Женщина вдруг встрепенулась: два имени, подобно ярким вспышкам, как будто вырвали ее из забытья. Первое нежно манило к себе, словно потерянный рай, второе… уже почти ничье — коварная игра до странности знакомых звуков, обманчивый мираж. Болезненные потускневшие глаза поймали изумленный взгляд небесно-голубых — всего на краткий миг. Монетка звякнула о камни мостовой и закатилась в трещину.
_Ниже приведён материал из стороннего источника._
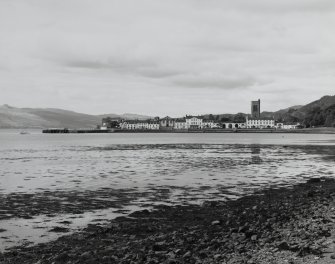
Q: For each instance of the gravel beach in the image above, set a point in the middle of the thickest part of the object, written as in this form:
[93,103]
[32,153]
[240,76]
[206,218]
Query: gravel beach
[284,225]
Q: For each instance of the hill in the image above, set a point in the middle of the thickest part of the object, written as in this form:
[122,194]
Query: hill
[317,113]
[12,117]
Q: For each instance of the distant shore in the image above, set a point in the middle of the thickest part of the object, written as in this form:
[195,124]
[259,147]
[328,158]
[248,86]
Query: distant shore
[323,130]
[286,225]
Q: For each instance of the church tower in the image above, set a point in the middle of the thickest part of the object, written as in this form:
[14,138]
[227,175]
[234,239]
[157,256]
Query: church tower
[256,109]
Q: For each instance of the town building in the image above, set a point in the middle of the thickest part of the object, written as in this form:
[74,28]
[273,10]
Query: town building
[256,109]
[260,123]
[166,123]
[230,125]
[194,122]
[180,123]
[288,125]
[140,125]
[208,123]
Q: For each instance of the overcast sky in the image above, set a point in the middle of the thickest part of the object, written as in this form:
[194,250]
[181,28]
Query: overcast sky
[171,57]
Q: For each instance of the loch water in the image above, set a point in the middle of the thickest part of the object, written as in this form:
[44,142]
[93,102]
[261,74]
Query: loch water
[71,180]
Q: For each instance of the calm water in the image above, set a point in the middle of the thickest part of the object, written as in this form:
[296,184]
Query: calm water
[168,168]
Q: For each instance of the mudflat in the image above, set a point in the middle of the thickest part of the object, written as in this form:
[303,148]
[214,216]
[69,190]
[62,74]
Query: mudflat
[283,225]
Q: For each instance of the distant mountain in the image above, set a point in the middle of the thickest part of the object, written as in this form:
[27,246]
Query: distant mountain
[12,117]
[317,113]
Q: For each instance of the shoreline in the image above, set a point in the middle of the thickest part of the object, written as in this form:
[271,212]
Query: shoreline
[284,225]
[261,131]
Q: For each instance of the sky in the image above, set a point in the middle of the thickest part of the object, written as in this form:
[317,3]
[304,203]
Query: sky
[172,57]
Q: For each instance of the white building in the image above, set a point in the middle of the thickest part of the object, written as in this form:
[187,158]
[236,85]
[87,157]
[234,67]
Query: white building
[193,122]
[231,125]
[180,123]
[260,123]
[287,125]
[209,124]
[139,125]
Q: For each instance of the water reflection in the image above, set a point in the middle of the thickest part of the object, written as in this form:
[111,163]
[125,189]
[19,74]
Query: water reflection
[255,154]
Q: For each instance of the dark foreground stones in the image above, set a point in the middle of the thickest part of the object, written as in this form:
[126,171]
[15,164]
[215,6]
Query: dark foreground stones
[273,226]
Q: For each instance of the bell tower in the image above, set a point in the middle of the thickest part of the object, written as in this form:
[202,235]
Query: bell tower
[256,109]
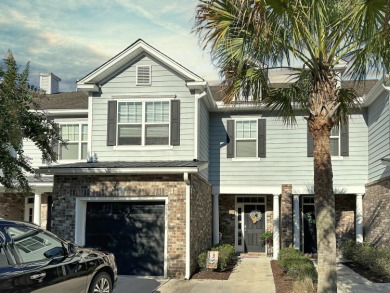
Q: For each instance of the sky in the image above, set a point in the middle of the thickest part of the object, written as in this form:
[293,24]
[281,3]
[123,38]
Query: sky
[70,38]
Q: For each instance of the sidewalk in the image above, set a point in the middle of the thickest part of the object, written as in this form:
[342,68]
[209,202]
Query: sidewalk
[350,282]
[251,275]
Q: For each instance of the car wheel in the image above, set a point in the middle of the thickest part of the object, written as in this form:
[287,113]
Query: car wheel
[101,283]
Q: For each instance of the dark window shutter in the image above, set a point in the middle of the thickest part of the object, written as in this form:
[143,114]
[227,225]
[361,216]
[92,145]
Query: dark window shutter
[175,122]
[344,136]
[310,143]
[230,139]
[261,139]
[111,123]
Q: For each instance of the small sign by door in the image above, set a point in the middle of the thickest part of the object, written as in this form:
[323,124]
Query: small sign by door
[212,259]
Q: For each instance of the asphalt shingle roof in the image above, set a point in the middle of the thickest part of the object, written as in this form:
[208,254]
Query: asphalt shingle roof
[69,100]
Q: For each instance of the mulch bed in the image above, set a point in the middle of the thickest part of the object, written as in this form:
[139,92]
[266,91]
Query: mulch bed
[283,283]
[367,273]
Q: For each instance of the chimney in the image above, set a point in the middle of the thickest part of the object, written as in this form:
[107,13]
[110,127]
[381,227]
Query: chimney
[49,82]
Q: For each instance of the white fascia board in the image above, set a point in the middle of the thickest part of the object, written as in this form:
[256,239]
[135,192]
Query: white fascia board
[297,189]
[374,93]
[131,53]
[88,87]
[99,171]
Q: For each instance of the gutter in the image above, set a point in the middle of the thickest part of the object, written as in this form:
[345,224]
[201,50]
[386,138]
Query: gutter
[196,126]
[99,171]
[188,223]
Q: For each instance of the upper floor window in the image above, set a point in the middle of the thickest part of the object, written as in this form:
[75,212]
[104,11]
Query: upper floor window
[143,123]
[335,141]
[76,137]
[246,138]
[144,75]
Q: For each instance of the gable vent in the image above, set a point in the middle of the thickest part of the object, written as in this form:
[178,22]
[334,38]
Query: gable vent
[144,75]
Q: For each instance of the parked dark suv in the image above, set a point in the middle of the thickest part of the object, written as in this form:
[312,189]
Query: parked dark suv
[35,260]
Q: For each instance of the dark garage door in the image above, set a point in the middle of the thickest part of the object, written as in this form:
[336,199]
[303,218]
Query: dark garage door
[134,232]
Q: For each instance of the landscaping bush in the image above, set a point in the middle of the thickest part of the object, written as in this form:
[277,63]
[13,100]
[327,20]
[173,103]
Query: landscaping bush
[366,255]
[289,253]
[297,265]
[226,256]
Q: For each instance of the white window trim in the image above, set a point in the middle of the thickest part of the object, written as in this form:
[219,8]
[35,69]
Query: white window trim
[339,157]
[143,146]
[256,158]
[80,142]
[150,75]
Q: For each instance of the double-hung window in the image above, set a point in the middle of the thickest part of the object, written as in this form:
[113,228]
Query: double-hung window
[143,123]
[76,137]
[246,138]
[335,141]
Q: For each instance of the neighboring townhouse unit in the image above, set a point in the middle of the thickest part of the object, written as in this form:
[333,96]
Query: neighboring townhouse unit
[157,168]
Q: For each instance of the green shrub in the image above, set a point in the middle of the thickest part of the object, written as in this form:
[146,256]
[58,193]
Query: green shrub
[289,253]
[226,256]
[297,265]
[300,268]
[375,259]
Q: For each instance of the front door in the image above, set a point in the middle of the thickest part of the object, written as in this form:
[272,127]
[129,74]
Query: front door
[254,225]
[309,229]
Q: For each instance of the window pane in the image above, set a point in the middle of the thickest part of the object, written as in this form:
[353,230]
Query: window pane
[84,132]
[334,131]
[129,134]
[246,148]
[246,129]
[130,112]
[157,134]
[334,146]
[84,150]
[157,111]
[70,132]
[70,152]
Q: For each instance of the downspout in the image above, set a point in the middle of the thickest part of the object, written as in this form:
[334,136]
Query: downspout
[196,123]
[188,222]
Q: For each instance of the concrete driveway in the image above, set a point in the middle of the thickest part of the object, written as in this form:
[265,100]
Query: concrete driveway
[128,284]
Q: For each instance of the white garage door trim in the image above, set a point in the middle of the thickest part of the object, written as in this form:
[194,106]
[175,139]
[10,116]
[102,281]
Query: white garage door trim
[81,215]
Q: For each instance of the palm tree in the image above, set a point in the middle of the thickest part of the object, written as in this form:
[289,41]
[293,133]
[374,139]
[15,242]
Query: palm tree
[247,38]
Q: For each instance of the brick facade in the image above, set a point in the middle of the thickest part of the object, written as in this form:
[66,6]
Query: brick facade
[67,188]
[12,206]
[376,211]
[201,218]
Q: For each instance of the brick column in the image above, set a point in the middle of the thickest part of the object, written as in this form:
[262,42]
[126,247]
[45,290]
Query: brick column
[286,216]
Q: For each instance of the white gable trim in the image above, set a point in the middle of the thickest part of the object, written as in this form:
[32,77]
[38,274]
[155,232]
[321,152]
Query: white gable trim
[125,57]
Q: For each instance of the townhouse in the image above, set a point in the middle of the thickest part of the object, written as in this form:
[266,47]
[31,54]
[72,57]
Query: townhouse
[157,168]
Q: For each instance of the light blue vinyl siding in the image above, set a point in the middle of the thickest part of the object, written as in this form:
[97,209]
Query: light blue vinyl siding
[378,137]
[286,159]
[203,143]
[165,83]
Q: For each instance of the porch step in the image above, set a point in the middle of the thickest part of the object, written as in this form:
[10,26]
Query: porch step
[252,254]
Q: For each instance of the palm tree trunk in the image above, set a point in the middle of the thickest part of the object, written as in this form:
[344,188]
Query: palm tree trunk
[324,207]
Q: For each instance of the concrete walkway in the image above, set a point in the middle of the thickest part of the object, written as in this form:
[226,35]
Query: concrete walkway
[251,275]
[350,282]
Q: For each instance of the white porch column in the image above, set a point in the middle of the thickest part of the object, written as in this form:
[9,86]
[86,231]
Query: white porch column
[37,209]
[276,240]
[359,218]
[215,218]
[297,242]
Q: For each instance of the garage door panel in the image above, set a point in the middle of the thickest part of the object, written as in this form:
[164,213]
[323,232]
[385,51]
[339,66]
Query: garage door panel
[133,232]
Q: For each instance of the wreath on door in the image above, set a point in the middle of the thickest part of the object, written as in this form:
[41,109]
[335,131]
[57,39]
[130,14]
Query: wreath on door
[255,216]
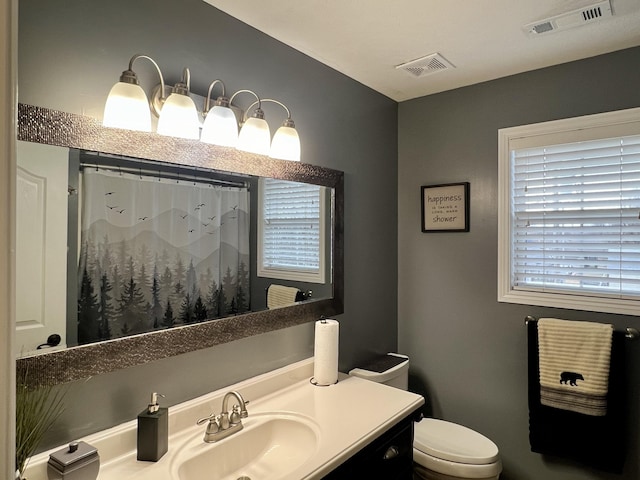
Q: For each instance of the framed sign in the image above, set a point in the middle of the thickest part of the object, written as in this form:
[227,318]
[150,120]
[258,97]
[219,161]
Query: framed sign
[445,208]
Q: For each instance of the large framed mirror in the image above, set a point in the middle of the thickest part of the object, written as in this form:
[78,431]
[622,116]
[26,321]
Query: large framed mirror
[82,142]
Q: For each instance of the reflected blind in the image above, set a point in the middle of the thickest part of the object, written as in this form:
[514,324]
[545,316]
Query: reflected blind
[291,226]
[575,224]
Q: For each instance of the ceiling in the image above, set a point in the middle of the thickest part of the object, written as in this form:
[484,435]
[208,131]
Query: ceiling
[482,39]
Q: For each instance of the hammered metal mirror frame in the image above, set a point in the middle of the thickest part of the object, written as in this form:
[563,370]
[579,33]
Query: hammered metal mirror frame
[41,125]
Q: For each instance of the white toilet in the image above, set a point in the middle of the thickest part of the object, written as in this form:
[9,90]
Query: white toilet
[441,450]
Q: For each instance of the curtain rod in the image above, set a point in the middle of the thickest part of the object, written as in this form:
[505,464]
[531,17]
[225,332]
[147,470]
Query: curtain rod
[200,176]
[630,332]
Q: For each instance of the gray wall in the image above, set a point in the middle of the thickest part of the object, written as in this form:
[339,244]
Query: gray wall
[468,352]
[70,54]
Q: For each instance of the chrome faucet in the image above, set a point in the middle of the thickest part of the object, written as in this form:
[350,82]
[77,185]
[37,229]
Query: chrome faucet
[226,423]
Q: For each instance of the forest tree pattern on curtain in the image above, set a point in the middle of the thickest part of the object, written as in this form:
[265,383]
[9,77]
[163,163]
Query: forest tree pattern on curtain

— Нет, нет… — Не в силах отвести глаза, женщина быстро заслонилась тонкими руками и отступила вдоль стены.

— Подождите! — Джоанна была уже рядом. — Никто не причинит вам зла! Послушайте: мои родители — Люси и Бенджамин Баркер. Скажите только… — Она присела, чтобы снова встретить этот взгляд, в котором промелькнула слабая, почти невидимая искорка, похожая на радость и испуг одновременно. — Вы… Мама, это ты? — Девушка спросила вдруг прямо и легко, не подбирая слов, как задают вопросы только дети. Не замечая бренной оболочки, которой так стыдилась Люси, она настойчиво искала душу — раненную душу, потерянную много лет назад.

— Я… — Женщина склонила голову, закрыв лицо руками, и так и не смогла договорить.

— Чего вы от нее хотите? — прервал их чей-то хрипловатый голос. — Раздавайте уже, что осталось, и топайте дальше!

Джоанна опасливо оглянулась. Из-под широкого помятого плаща к ней угрожающе тянулась довольно грязная костлявая рука. И тут же позади нее послышался негромкий вскрик и частый торопливый стук шагов по мостовой. В отчаянии Люси убегала, не оборачиваясь, будто все ее терзания и страхи гнались за нею по пятам. Она сама казалась призраком, нечаянно явившимся живым при свете дня.

— Нет! — Нелли подхватила за руку Джоанну и устремилась вслед за ускользающим виденьем.

Люси бросилась в сторону перекрестка. Прерывистое хриплое дыхание мешало ей бежать — она искала близкого убежища, укромного заброшенного закутка, куда не проникают яркие слепящие лучи и человеческие взгляды. Сейчас она свернет за угол…

При мысли, что они найдут за поворотом пустую улицу, похожую на тысячи других, ведущую в десятки переулков, у Нелли закружилась голова. Прижав к груди подол, она едва успела уклониться от фонарного столба, внезапно выросшего на ее пути. Ступенька тротуара, колючие ветки кустов, торчащие из-за ограды… С разбегу Нелли налетела на плотное, широкое препятствие, увенчанное шлемом. Полицейский! Пытаясь высвободить руку, Люси из последних сил сопротивлялась крепко державшему ее мужчине.

— Она украла у вас что-то? — произнес суровый голос.

Нелли понадобилось несколько секунд, чтобы прийти в себя. В глазах рябило от волнения, точно от света на воде, сквозь пляшущие блики постепенно проступало хмурое, недовольное лицо.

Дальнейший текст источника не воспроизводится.